EDUCATION MATTERS BY RON MARKS
With as many as 11 days, or two weeks, teaching time being lost to snow days, what will students miss out on this academic year? Certainly courses such as mathematics, science, chemistry, and physics have a lot to lose with three weeks less of class time.
With high schools and most courses on semester time tables (five months each) perhaps the time lost hurts the first semester (September to January) harder than the second semester (February to June). On full year courses it is three weeks of lost teaching time. It is interesting to note that before semestering, say 20 years ago, total class time per subject was about 150 hours. With the introduction of semestering, class time was reduced to 110 hours. This means that to pass a course a student is supposed to have 110 hours of class time. This year the hours of class time may be below 100 hours for semestered courses.
If there are no additional days added to the school year in an attempt to teach all of the course curriculum, what will be left out? The answer is a difficult one. In Nova Scotia we generally have a “guaranteed and viable curriculum.” McTighe and Wiggins in their book “Understanding by Design” say that a viable curriculum is a well-articulated set of knowledge and skills that every child should learn in grades P – 12 in the available time. A guaranteed curriculum means that it is taught in every classroom in every school in Nova Scotia.
Within the various courses there are three elements, those things the student needs to know, those things that are important to know, and those things it would be nice to know.
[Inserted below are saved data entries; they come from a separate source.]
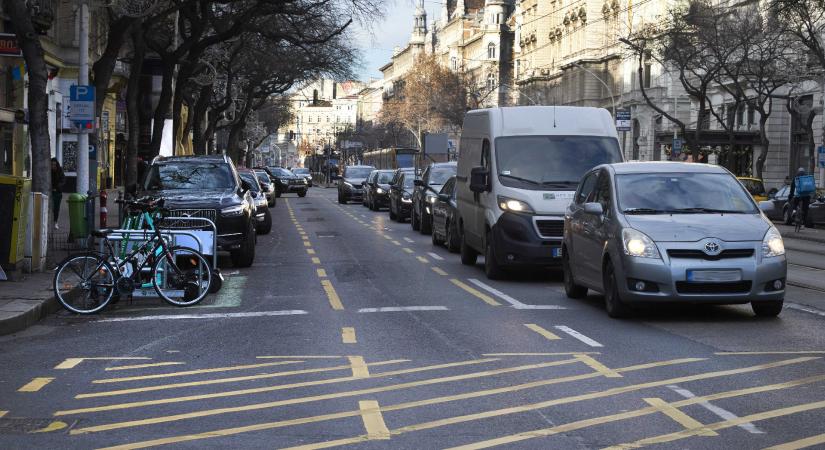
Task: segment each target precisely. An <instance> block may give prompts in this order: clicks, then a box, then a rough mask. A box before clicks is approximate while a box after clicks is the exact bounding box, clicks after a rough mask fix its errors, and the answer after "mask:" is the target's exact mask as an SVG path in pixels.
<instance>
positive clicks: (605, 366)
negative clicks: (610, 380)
mask: <svg viewBox="0 0 825 450" xmlns="http://www.w3.org/2000/svg"><path fill="white" fill-rule="evenodd" d="M576 358H578V360H579V361H581V362H583V363H585V364H587V365H588V366H590V368H591V369H593V370H595V371H596V372H599V373H600V374H602V375H604V376H605V377H607V378H621V377H622V376H621V375H620V374H619V373H618V372H616V371H615V370H613V369H611V368H609V367H607V366H605V365H604V364H602V363H600V362H598V361H596V360H595V359H594V358H593V357H592V356H588V355H585V354H583V353H580V354H577V355H576Z"/></svg>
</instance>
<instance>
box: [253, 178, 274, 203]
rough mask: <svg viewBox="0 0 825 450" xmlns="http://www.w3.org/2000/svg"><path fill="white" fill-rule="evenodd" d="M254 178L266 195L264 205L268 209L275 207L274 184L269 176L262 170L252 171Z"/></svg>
mask: <svg viewBox="0 0 825 450" xmlns="http://www.w3.org/2000/svg"><path fill="white" fill-rule="evenodd" d="M252 170H253V171H254V172H255V176H256V177H257V178H258V184H260V185H261V190H263V191H264V193H265V194H266V204H267V206H269V207H270V208H272V207H274V206H275V184H274V183H273V182H272V178H269V174H268V173H266V171H265V170H263V169H252Z"/></svg>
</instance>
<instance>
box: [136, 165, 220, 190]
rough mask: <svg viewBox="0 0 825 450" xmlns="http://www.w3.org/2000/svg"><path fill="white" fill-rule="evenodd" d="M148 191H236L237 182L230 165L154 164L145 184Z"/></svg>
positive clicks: (144, 183)
mask: <svg viewBox="0 0 825 450" xmlns="http://www.w3.org/2000/svg"><path fill="white" fill-rule="evenodd" d="M144 187H145V188H146V190H150V191H155V190H166V189H193V190H194V189H234V188H235V180H234V177H233V176H232V171H231V170H230V169H229V165H228V164H225V163H208V162H195V161H192V162H179V163H178V162H175V163H160V164H153V165H152V167H151V168H150V169H149V174H148V175H147V177H146V181H145V183H144Z"/></svg>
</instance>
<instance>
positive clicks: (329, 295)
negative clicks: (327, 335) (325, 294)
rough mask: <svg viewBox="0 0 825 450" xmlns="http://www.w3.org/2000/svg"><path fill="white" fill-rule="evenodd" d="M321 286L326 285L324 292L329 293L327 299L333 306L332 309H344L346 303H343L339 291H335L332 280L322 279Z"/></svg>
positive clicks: (324, 289) (327, 296) (334, 288)
mask: <svg viewBox="0 0 825 450" xmlns="http://www.w3.org/2000/svg"><path fill="white" fill-rule="evenodd" d="M321 286H323V287H324V292H326V293H327V299H328V300H329V304H330V306H332V309H335V310H342V309H344V304H343V303H341V297H338V293H337V292H335V288H334V287H333V286H332V282H331V281H329V280H321Z"/></svg>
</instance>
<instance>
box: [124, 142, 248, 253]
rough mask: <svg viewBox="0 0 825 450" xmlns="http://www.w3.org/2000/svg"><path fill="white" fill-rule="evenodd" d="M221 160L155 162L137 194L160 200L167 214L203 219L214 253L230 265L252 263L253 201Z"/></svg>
mask: <svg viewBox="0 0 825 450" xmlns="http://www.w3.org/2000/svg"><path fill="white" fill-rule="evenodd" d="M250 189H251V186H250V185H249V183H247V182H245V181H242V180H241V179H240V178H239V177H238V172H237V170H236V169H235V165H234V164H233V163H232V160H231V159H229V157H228V156H225V155H210V156H172V157H157V158H155V159H154V160H153V161H152V164H151V165H150V166H149V168H148V169H147V170H146V176H145V177H144V180H143V184H142V186H141V193H140V194H141V195H148V196H152V197H157V198H162V199H164V205H165V207H166V208H168V209H170V210H171V214H172V215H177V216H186V217H204V218H207V219H209V220H211V221H213V222H215V225H216V226H217V229H218V230H217V233H218V242H217V244H218V248H219V249H220V250H225V251H229V252H230V254H231V256H232V264H233V265H235V266H237V267H249V266H251V265H252V263H253V262H254V261H255V242H256V237H255V235H256V233H255V221H256V219H255V211H256V207H255V201H254V199H253V198H252V192H250Z"/></svg>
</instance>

I am fairly certain that even with two weeks less of class time, our students will be exposed to what they need to know and all that it will be important to know. It is those things that it would be nice to know that will be difficult to teach with the reduction in course time allotment.
The next question a teacher and parent must ask is: Will the information taught and learned in each course be sufficient and provide students with the tools for success at the next grade level? The answer to this must be: Yes, absolutely, everything that a student must know to be successful at the next grade level will have been taught and learned.
In the Professional Learning Community (PLC) model, there are four questions that must continually be asked and answered:
What should all students know and be able to do?
How will we know if they have learned the essential learning?
What will we do if they haven’t?
What will we do if they have?
Our teachers are professionals. Working together in PLC’s, these teachers will have to make choices on what is kept in and what may be left out of the curriculum. We trust them to make the right choices so that all of our children will learn what they must learn to be successful this year and following years. In my opinion, we can count on our teachers to make the appropriate decisions. That is what professional educators do!
An education advocate, Ron Marks has been an outspoken member of local and regional school boards and a former Stellarton mayor. His column runs weekly.